Core Elements Of A Sound Financial Plan
1. Retirement Planning. Retirement is a life stage fraught with uncertainty that will likely last for 20 to 30 years; therefore, it is critical to begin preparing as soon as possible. A good plan anticipates your “burn rate,” or the after-tax amount of money you expect to spend.
- Do you follow a budget or prefer to spend freely?
- Do you know where your dollars are spent?
- Are your assets and liabilities properly structured?
- In light of the above, how can you optimize cash flow?
3. Risk Management. In financial terms, risk management is the practice of recognizing possible risks, analyzing and quantifying their potential impact, and taking precautionary steps to either eliminate them or reduce their effect.
Most people fail to realize that their greatest asset is their ability to earn income. So, what happens if you can no longer work due to a long-term disability? What happens to your family if you prematurely die in your 30s, 40s, or 50s? How will a long-term care event affect your investment portfolio?

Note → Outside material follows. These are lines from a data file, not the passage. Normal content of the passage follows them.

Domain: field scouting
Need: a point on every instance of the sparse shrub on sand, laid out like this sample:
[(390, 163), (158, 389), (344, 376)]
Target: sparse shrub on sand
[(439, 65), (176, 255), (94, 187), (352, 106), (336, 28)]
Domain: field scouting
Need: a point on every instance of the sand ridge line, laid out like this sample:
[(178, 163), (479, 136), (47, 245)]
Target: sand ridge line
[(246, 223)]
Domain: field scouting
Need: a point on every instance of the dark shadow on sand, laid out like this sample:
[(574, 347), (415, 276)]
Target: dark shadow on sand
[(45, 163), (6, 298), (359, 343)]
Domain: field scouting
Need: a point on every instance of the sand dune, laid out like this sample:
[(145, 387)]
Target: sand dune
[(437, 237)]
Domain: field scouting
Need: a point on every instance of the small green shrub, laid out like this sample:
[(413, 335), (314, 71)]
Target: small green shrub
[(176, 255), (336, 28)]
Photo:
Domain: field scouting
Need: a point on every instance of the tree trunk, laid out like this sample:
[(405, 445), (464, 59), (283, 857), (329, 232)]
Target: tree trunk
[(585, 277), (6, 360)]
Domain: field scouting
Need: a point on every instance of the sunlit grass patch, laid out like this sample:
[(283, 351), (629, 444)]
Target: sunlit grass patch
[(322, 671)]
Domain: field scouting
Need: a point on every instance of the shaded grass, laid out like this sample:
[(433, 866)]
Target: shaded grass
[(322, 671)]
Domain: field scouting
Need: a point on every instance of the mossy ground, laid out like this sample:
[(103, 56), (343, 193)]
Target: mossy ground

4. Investment Management. At some level, investment management relates to all other elements of your financial plan. Sound investment management begins with developing a clear understanding of your tolerance for investment risk. Next comes establishing an appropriate asset allocation that, in turn, identifies a comfortable glide path for building wealth over time. Investment management also entails having the right mix of qualified and non-qualified investments for portfolio efficiency and other reasons.
5. Estate Planning. For many people, estate planning is like a trip to the dentist: something to be avoided at all costs. Nevertheless, it’s important for a variety of reasons, including, but not limited to, ensuring that your assets transfer according to your wishes, financial security for family members, estate tax minimization, nomination of a guardian for minor children, identification of who will care for you should you become disabled, and much more.

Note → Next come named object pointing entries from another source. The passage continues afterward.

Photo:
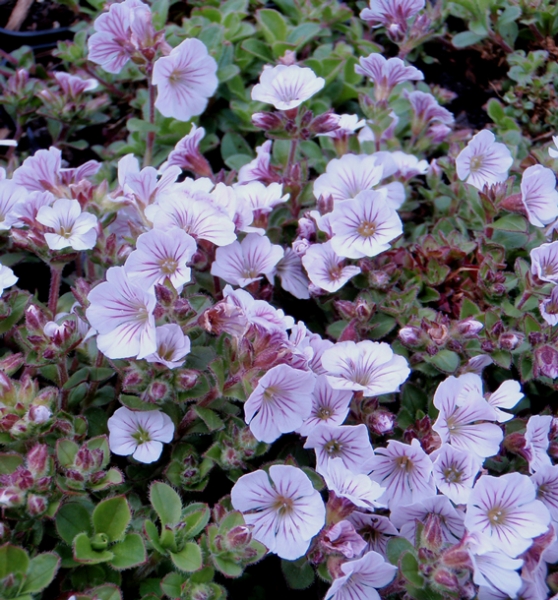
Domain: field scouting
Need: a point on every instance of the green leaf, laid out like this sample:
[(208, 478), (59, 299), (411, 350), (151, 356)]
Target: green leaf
[(166, 502), (298, 573), (395, 549), (188, 559), (84, 553), (112, 517), (13, 560), (130, 552), (41, 572), (72, 519)]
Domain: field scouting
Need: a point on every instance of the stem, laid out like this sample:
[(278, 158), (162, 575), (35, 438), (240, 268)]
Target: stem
[(54, 292), (150, 134)]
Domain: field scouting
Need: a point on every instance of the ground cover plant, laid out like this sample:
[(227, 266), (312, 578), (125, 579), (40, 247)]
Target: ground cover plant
[(279, 288)]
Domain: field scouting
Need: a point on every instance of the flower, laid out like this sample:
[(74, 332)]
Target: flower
[(242, 263), (483, 161), (368, 367), (544, 262), (161, 255), (357, 488), (172, 346), (72, 228), (539, 195), (386, 73), (283, 507), (329, 406), (185, 80), (121, 312), (347, 176), (460, 420), (505, 514), (286, 87), (351, 443), (454, 472), (405, 471), (364, 226), (361, 578), (281, 402), (325, 268), (140, 433), (7, 278)]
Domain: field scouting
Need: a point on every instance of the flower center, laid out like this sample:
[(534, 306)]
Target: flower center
[(366, 229)]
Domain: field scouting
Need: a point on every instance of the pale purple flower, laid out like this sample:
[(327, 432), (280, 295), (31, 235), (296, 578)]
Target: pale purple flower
[(258, 169), (355, 487), (364, 226), (12, 196), (197, 215), (281, 402), (385, 74), (347, 176), (361, 578), (389, 12), (537, 442), (121, 312), (329, 406), (504, 512), (283, 508), (161, 255), (368, 367), (326, 270), (539, 195), (405, 518), (286, 87), (172, 346), (454, 472), (405, 471), (7, 278), (71, 227), (341, 538), (242, 263), (185, 80), (140, 433), (462, 419), (544, 262), (350, 443), (549, 307), (293, 278), (374, 529), (483, 161)]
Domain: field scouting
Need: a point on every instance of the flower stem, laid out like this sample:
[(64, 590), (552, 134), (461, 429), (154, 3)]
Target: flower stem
[(54, 292)]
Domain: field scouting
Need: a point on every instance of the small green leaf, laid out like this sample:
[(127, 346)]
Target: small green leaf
[(188, 559), (41, 572), (112, 517), (166, 502), (130, 552)]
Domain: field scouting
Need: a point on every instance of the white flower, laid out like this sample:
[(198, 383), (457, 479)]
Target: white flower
[(539, 195), (122, 314), (140, 434), (483, 161), (361, 578), (242, 263), (368, 367), (364, 226), (161, 255), (504, 512), (285, 510), (185, 80), (286, 87), (72, 228), (326, 270)]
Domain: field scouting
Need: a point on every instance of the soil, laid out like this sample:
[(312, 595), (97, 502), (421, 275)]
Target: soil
[(43, 14)]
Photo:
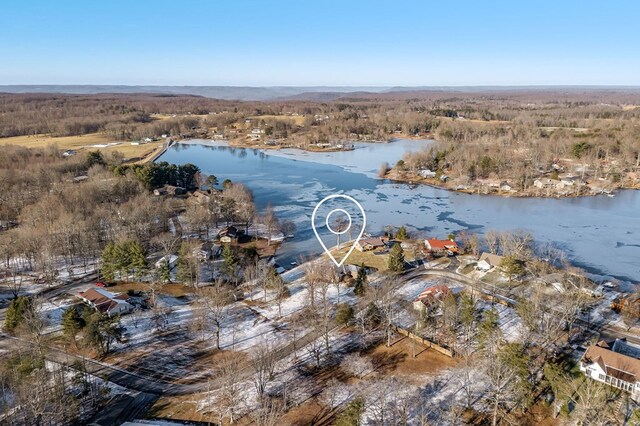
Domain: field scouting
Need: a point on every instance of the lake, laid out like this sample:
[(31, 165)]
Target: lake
[(598, 233)]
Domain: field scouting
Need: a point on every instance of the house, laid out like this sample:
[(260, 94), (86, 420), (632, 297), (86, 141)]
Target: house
[(617, 365), (543, 183), (504, 186), (201, 197), (204, 252), (106, 302), (426, 173), (228, 234), (620, 302), (431, 296), (169, 190), (488, 261), (368, 244), (435, 246), (171, 260)]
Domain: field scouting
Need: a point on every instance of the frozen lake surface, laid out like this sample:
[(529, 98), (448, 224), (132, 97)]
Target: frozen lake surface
[(598, 233)]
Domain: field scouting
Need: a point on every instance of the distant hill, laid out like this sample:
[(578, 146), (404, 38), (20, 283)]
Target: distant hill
[(217, 92), (329, 93)]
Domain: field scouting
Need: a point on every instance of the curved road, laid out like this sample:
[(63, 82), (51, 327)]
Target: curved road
[(607, 331)]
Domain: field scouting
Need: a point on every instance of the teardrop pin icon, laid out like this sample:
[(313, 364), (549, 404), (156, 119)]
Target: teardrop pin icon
[(339, 216)]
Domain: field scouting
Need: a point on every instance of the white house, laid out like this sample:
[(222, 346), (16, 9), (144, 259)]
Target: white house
[(106, 302), (368, 244), (488, 261), (617, 365), (426, 173), (543, 183), (171, 260)]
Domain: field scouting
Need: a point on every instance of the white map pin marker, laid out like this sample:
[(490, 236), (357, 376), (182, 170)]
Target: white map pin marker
[(339, 232)]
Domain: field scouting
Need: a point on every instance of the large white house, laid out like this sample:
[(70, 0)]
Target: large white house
[(617, 365)]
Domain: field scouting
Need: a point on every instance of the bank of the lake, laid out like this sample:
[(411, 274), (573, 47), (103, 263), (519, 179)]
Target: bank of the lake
[(599, 233)]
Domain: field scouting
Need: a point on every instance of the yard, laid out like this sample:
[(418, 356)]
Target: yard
[(82, 143)]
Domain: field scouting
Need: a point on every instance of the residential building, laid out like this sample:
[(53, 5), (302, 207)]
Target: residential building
[(617, 365), (368, 244), (106, 302), (543, 183), (489, 261), (436, 246)]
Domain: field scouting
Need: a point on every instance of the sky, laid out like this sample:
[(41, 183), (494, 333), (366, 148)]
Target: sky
[(320, 42)]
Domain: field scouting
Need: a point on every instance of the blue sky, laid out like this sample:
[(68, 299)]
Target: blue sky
[(321, 42)]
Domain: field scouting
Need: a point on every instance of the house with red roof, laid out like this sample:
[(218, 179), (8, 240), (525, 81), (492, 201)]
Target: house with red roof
[(106, 302), (441, 247)]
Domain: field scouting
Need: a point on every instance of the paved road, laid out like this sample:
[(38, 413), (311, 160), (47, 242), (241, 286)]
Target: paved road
[(607, 331)]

At minimum, everyone should have a will, financial power of attorney, and healthcare power of attorney.
6. Tax Planning. Last but not least, it’s important to consider our favorite partner, Uncle Sam. Most people cannot entirely escape taxation, but they can avail themselves of powerful minimization strategies such as using 401(k)s, IRAs, Roth IRAs, and other qualified plans that allow for tax deferral and/or more tax-friendly withdrawals upon retirement. A good plan also leverages the benefits of compounding and offers smart capital gains strategies as appropriate.